Ele quer entregar mais nomes

Cabo Anselmo diz poder ajudar Comissão da Verdade, mas questiona atuação do grupo

FAUSTO MACEDO, JAIR STANGLER, ESTADÃO.COM.BR, O Estado de S.Paulo

19 Outubro 2011 | 03h01

Traidor da Pátria - cabo Anselmo chama para si o rótulo -, diz que pode e quer colaborar com a Comissão da Verdade, apontar nomes dos porões, de quem foi agente infiltrado, como ele, de quem comandava a linha de frente da repressão e até daqueles que emprestavam apoio à caçada aos guerrilheiros. "O pessoal continua por aí", ele ensaia, enigmático, indicando para veteranos do Dops, a polícia política que ele conheceu por dentro e com a qual colaborou.

"Por enquanto", não cita nomes que diz guardar na memória. "Eles estão aí na Polícia Civil até hoje. Tinha sindicalista e tinha os analistas, os empresários, vou falar de um, ele era da aviação, trabalhava com o dr. Tuma", diz sobre Romeu Tuma, ex-número um do Dops nos anos 70, morto em outubro de 2010.

José Anselmo dos Santos, o cabo Anselmo - mítico personagem dos anos de chumbo, famoso ele ficou como delator e agente duplo da repressão -, discorreu segunda-feira à noite sobre o passado remoto, desde quando tudo começou, naquele março de 1964. Em entrevista ao Roda Viva, da TV Cultura, respondeu indagações de jornalistas e de um desembargador conduzidos por Mario Sergio Conti, novo âncora do programa.

Aos 70 anos, os cabelos brancos repartidos ao meio, uma barba espessa cobrindo o rosto, o corpo magro metido em roupa sem grife, meias amarelas e tênis nos pés, cabo Anselmo confessa que traiu seu País e a Marinha. "Eu me arrependo de ter saído da Marinha e de ter passado à insubordinação."

Reconhece a vileza de seu gesto porque serviu aos dois lados da contenda e com ambos foi desleal, ora como homem da repressão, ora como companheiro Jônatas nos quadros da Vanguarda Popular Revolucionária (VPR).

Aceita a alcunha de cachorro, informante da polícia. Não o incomoda, diz, que seu nome tenha entrado para a história como traidor: "O que eu posso fazer quanto a isso?".

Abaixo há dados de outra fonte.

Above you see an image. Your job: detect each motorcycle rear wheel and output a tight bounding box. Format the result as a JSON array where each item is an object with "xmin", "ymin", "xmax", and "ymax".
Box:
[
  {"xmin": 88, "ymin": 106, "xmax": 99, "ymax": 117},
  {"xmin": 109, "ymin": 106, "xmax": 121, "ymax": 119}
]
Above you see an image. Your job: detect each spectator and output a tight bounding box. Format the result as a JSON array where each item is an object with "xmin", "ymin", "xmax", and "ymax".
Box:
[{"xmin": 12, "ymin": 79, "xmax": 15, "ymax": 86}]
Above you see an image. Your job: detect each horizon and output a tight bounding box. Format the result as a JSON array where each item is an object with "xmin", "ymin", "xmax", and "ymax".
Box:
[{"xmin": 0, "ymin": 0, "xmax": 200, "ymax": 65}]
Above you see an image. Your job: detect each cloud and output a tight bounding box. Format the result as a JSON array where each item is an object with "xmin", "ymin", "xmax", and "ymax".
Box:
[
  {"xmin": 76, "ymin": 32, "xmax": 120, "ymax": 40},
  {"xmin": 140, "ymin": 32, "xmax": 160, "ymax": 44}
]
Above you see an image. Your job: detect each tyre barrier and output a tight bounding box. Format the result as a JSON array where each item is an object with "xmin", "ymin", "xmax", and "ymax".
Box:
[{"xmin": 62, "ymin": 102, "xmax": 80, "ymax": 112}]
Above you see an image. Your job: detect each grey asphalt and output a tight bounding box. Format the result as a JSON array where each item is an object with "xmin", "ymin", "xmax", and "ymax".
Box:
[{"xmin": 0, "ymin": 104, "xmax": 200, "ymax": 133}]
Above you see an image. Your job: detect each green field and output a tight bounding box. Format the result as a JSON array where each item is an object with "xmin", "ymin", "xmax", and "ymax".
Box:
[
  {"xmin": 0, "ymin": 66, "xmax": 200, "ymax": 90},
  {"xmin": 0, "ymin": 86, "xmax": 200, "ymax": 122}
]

Versões desencontradas, ideias vagas e confusas, dados imprecisos marcam o relato desse sergipano de Itaporanga d'Ajuda. Nem cabo foi. Era apenas um marinheiro, com seus 22 anos, mas carregava duas divisas no ombro e isso bastou para a promoção que nunca teve.

Iletrado, sem graduação e sem documento - a burocracia não lhe devolve a identidade formal. "É absurdo essa situação", protesta o amigo Jorge Serrão, do blog Alerta Total.

Confirma que não foi de sua lavra, mas de Carlos Marighella, aquela carta lida no protesto dos marinheiros que precipitou os tanques nas ruas e a deposição do governo João Goulart.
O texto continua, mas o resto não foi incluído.